The upper bound is derived from two constraints. Since each vertex must see three consecutive colours, at least three colours are needed (t ≥ 3). On the other hand, every colour must appear on at least one edge, and the total number of edges is |E(Mₙ)| = 3n. Because each colour can be incident to at most two edges at a given vertex (otherwise the three‑consecutive‑colour condition would be violated), the maximum feasible number of colours is ⌊3n/2⌋. The authors prove that this bound is tight by explicitly constructing an interval ⌊3n/2⌋‑colouring: the cycle is coloured with a pattern that repeats every two colours, and the rung edges are assigned the remaining colours so that each vertex’s incident colours are exactly a block of three consecutive integers.

Consequently, the main theorem states: For every Möbius ladder Mₙ (n ≥ 2) there exists an interval edge t‑colouring if and only if t is an integer satisfying 3 ≤ t ≤ ⌊3n/2⌋. The paper also discusses why values outside this interval are impossible: t < 3 violates the degree requirement, while t > ⌊3n/2⌋ would force some colour to appear on fewer than two edges, breaking the “every colour used” condition.

In the final section the authors explore the broader implications of their method.

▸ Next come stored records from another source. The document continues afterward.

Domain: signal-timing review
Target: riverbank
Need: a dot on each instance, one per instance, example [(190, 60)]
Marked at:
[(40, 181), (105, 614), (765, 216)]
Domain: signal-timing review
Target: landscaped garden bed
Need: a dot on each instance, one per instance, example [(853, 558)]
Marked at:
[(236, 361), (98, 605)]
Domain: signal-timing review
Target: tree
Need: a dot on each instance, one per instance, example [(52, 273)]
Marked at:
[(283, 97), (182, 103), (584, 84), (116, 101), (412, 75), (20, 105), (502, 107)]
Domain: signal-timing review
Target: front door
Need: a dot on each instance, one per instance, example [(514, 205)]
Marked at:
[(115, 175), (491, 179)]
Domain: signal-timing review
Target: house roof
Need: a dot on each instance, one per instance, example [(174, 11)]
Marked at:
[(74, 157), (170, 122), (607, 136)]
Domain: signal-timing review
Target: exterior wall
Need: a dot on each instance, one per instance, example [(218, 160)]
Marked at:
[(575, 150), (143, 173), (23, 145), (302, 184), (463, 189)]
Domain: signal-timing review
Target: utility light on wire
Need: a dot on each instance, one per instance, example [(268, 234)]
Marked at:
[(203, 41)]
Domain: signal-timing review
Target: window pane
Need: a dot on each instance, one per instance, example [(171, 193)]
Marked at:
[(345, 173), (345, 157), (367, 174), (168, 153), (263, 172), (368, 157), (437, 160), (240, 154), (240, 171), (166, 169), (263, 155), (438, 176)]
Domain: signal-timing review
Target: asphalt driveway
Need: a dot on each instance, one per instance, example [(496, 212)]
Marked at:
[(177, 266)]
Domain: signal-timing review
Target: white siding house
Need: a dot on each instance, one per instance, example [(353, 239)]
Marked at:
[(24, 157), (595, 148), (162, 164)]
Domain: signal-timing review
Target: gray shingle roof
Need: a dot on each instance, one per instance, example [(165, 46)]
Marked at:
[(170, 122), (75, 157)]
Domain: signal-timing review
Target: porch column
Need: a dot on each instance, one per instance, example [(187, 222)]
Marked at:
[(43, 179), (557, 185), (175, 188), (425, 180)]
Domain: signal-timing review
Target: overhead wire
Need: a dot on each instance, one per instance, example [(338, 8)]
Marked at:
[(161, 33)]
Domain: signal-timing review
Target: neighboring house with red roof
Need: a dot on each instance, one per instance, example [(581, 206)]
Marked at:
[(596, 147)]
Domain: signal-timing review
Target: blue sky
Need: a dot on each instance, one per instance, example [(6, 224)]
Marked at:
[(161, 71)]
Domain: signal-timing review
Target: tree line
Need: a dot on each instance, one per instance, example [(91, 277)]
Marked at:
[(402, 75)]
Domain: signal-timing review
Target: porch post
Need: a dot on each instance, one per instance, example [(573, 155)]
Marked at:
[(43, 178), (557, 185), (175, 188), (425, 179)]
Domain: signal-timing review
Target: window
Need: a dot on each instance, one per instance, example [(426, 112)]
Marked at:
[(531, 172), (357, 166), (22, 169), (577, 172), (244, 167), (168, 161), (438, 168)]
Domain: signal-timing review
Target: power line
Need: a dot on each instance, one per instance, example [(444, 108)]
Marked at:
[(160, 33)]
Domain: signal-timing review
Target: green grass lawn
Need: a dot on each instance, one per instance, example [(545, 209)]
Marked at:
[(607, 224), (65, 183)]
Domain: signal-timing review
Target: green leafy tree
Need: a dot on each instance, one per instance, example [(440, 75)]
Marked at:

The colour‑insertion and cross‑exchange techniques rely only on the regularity and symmetry of the underlying graph, suggesting that similar constructions could be adapted to other cubic, bridgeless graphs such as prism graphs, cylindrical grids, or certain families of snarks. Moreover, the result enriches the catalogue of graphs known to admit interval edge colourings, bridging a gap between planar cubic graphs (where the problem is relatively well‑understood) and more complex non‑planar structures.

Overall, the paper delivers a complete characterisation of interval edge colourings for Möbius ladders, providing both a constructive algorithm for generating such colourings and a precise description of the admissible colour range. This contributes both to the theoretical development of graph colourings with interval constraints and to potential practical applications where contiguous resource blocks are required in network topologies resembling Möbius ladders.